For many, though, that argument rings hollow, as they consider the thousands of deaths and hundreds of millions of dollars in damages and lost productivity caused by alcohol abuse each year.
Yet even some in the medical profession challenge the conventional wisdom that “harder” drugs are as dangerous and addictive as is widely believed. Dr. Benson Roe, professor emeritus and former chair of cardiothoracic surgery at the University of California at San Francisco, has directly called into question such beliefs.
“The widespread propaganda that illegal drugs are ‘deadly poisons’ is a hoax,” he claims. “There is little or no medical evidence of long-term ill effects from sustained, moderate consumption of uncontaminated marijuana, cocaine or heroin. If these substances—most of them have been consumed in large quantities for centuries—were responsible for any chronic, progressive or disabling diseases, they certainly would have shown up in clinical practice and/or on the autopsy table.”

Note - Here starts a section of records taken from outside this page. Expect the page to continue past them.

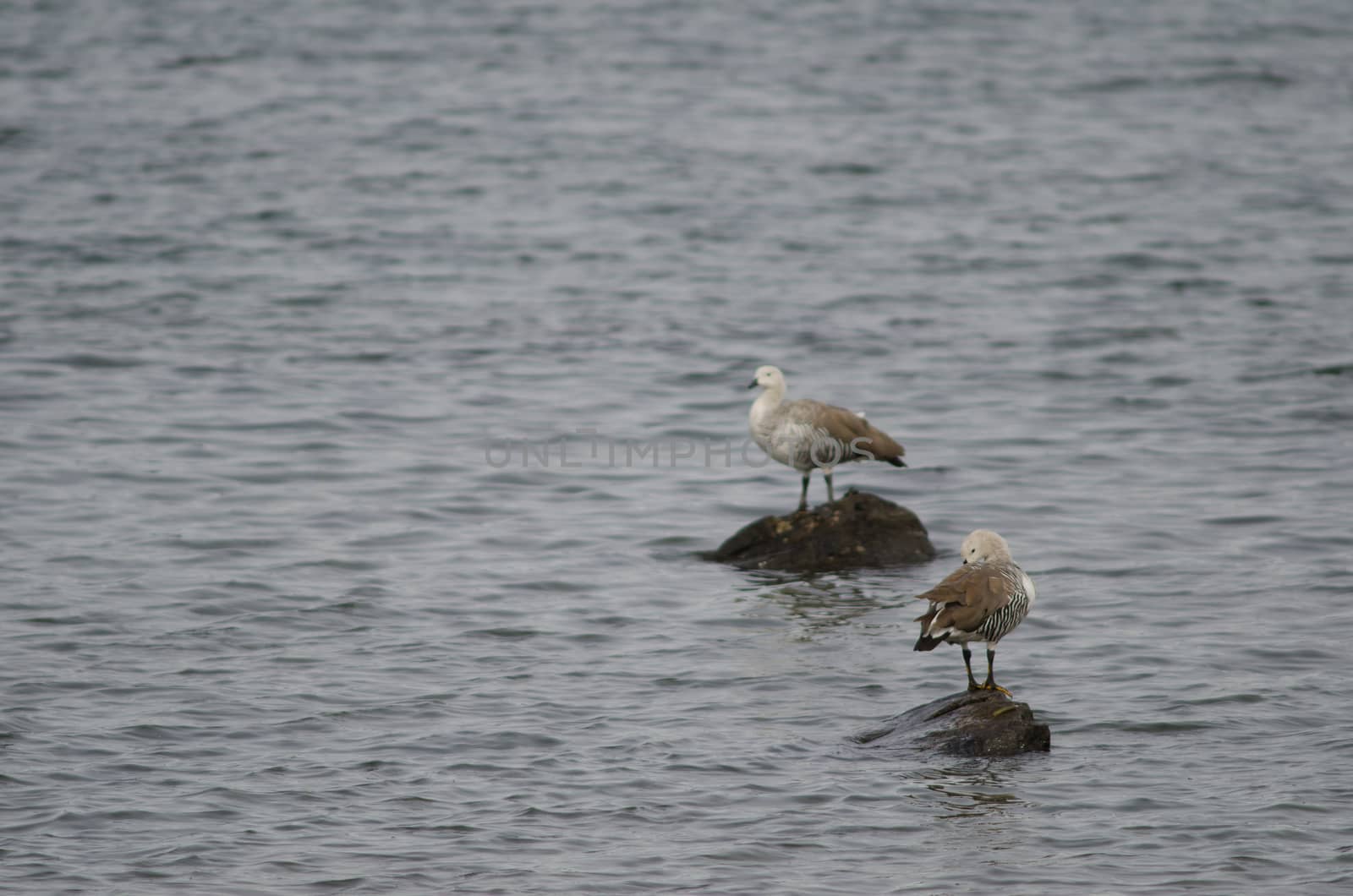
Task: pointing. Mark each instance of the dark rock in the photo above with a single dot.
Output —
(972, 723)
(861, 529)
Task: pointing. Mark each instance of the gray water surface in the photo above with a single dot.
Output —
(283, 285)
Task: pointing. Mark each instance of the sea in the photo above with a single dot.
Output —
(374, 374)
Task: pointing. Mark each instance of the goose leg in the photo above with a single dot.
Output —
(991, 675)
(967, 664)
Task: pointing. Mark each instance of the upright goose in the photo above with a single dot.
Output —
(980, 601)
(805, 434)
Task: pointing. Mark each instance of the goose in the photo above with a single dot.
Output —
(980, 601)
(807, 434)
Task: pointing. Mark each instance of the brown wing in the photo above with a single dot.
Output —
(847, 427)
(967, 597)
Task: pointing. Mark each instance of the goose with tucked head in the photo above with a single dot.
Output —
(980, 601)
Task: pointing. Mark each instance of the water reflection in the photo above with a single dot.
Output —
(974, 788)
(820, 604)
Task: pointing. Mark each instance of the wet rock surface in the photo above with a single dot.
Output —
(861, 529)
(971, 723)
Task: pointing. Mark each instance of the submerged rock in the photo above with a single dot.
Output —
(861, 529)
(971, 723)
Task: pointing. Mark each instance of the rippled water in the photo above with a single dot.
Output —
(283, 285)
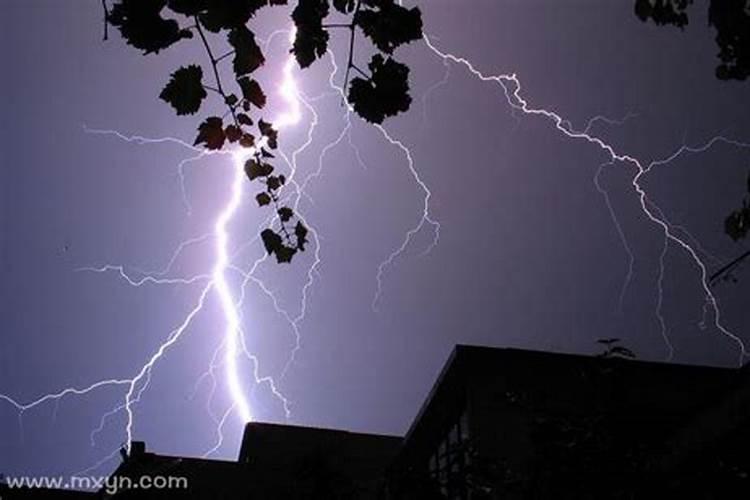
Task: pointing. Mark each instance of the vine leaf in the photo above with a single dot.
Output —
(263, 199)
(233, 133)
(390, 25)
(285, 214)
(255, 169)
(141, 25)
(247, 54)
(243, 119)
(275, 245)
(344, 6)
(300, 231)
(229, 14)
(737, 224)
(270, 133)
(252, 92)
(385, 94)
(247, 140)
(311, 41)
(185, 91)
(188, 7)
(663, 13)
(211, 133)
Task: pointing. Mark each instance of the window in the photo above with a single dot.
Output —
(448, 464)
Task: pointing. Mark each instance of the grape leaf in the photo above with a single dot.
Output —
(211, 133)
(311, 41)
(275, 245)
(188, 7)
(141, 25)
(185, 91)
(737, 224)
(247, 140)
(263, 199)
(254, 169)
(244, 119)
(385, 94)
(229, 14)
(285, 214)
(390, 25)
(270, 133)
(233, 133)
(252, 92)
(344, 6)
(300, 231)
(247, 54)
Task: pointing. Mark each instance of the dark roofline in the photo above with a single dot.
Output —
(250, 425)
(462, 350)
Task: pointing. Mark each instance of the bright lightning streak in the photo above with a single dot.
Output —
(234, 343)
(225, 295)
(511, 87)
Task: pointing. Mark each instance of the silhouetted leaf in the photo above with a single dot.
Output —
(233, 133)
(344, 6)
(271, 240)
(737, 224)
(390, 25)
(243, 119)
(229, 14)
(141, 25)
(211, 133)
(731, 18)
(247, 55)
(663, 12)
(285, 254)
(275, 245)
(188, 7)
(252, 92)
(300, 231)
(385, 94)
(273, 183)
(266, 154)
(247, 140)
(254, 169)
(270, 133)
(285, 214)
(263, 199)
(311, 41)
(185, 91)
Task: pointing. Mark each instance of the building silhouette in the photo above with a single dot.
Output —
(501, 423)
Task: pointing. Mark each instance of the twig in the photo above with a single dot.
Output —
(106, 20)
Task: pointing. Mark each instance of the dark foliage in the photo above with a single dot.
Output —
(731, 18)
(389, 25)
(142, 26)
(312, 40)
(385, 93)
(185, 90)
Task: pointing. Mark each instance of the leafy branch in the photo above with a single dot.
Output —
(155, 25)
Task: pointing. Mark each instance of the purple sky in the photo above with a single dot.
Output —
(528, 254)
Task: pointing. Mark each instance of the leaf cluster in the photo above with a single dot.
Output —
(737, 223)
(731, 18)
(384, 92)
(155, 25)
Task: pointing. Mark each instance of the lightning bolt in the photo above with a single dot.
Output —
(512, 90)
(233, 345)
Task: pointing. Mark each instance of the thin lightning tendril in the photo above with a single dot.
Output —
(511, 88)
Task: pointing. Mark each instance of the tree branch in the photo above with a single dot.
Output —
(727, 268)
(214, 66)
(353, 32)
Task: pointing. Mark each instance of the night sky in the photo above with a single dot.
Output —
(528, 254)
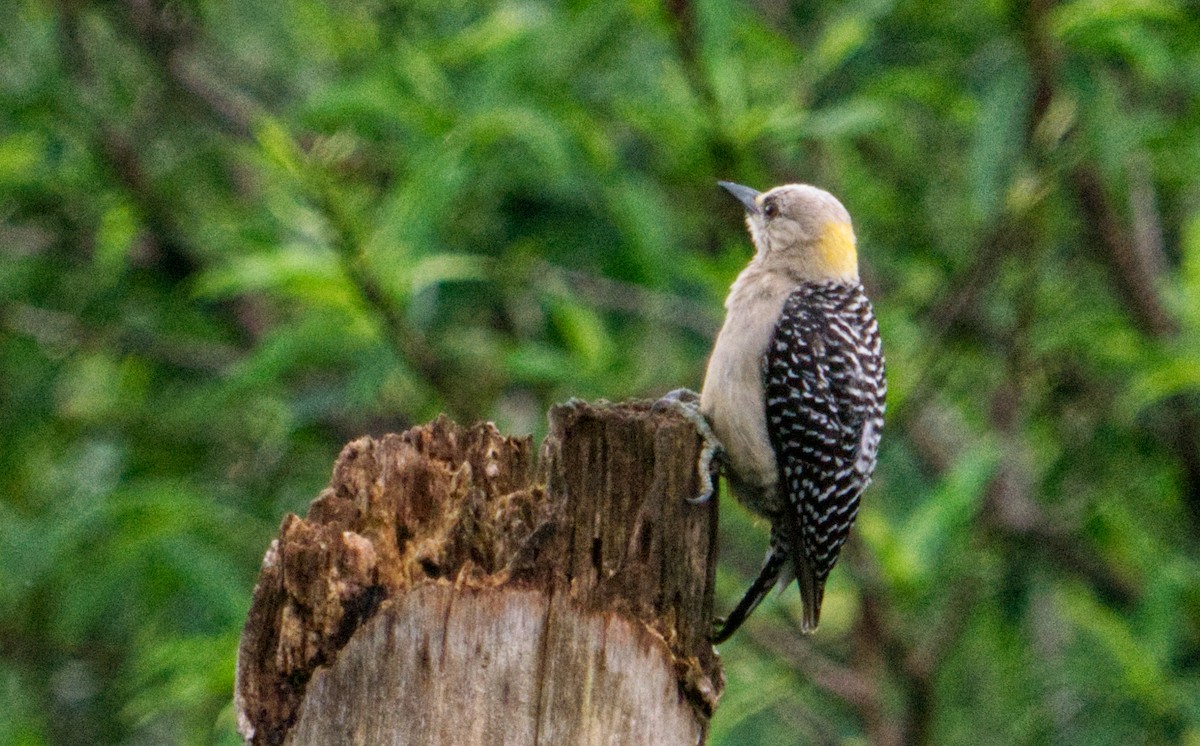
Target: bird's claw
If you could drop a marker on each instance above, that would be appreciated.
(712, 456)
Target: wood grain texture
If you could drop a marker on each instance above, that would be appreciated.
(444, 589)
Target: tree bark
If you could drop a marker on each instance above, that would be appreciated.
(445, 589)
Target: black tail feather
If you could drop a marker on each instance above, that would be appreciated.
(777, 560)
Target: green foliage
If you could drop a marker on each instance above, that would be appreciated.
(237, 235)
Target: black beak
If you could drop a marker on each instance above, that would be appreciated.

He goes on to call out the media for our portrayal of drug users. “Media focus on the ‘junkie’ has generated a mistaken impression that all users of illegal drugs are devastated by their habit. Simple arithmetic demonstrates that the small population of visible addicts must constitute only a fraction of the $150 billion per year illegal drug market. This industry is so huge that it necessarily encompasses a very large portion of the ordinary population, who are typically employed, productive, responsible and not significantly impaired from leading conventional lives. These drug users are not addicts, just as the vast majority of alcohol users are not alcoholics.”
The final piece of the legalization puzzle is purely economic.
After seeing the state coffers getting fuller in Colorado, many lawmakers and tax-weary citizens are swayed by the promise of the large tax revenue legalization might generate, as well as the ever-increasing price tags associated with the War on Drugs.
Billions of dollars have been spent since Nixon launched the war, money that a growing number of people from all walks of life feel has been almost or completely wasted.
Is Colorado the first domino to fall in a line of 49 other dominoes leading to a nationwide acceptance of marijuana? Or is this just an isolated outlier? Five years ago, I would said it was an outlier. Today, who knows?
But don’t expect me to be all that surprised if in five years when I revisit this topic, I’ll be writing about the few holdout states instead.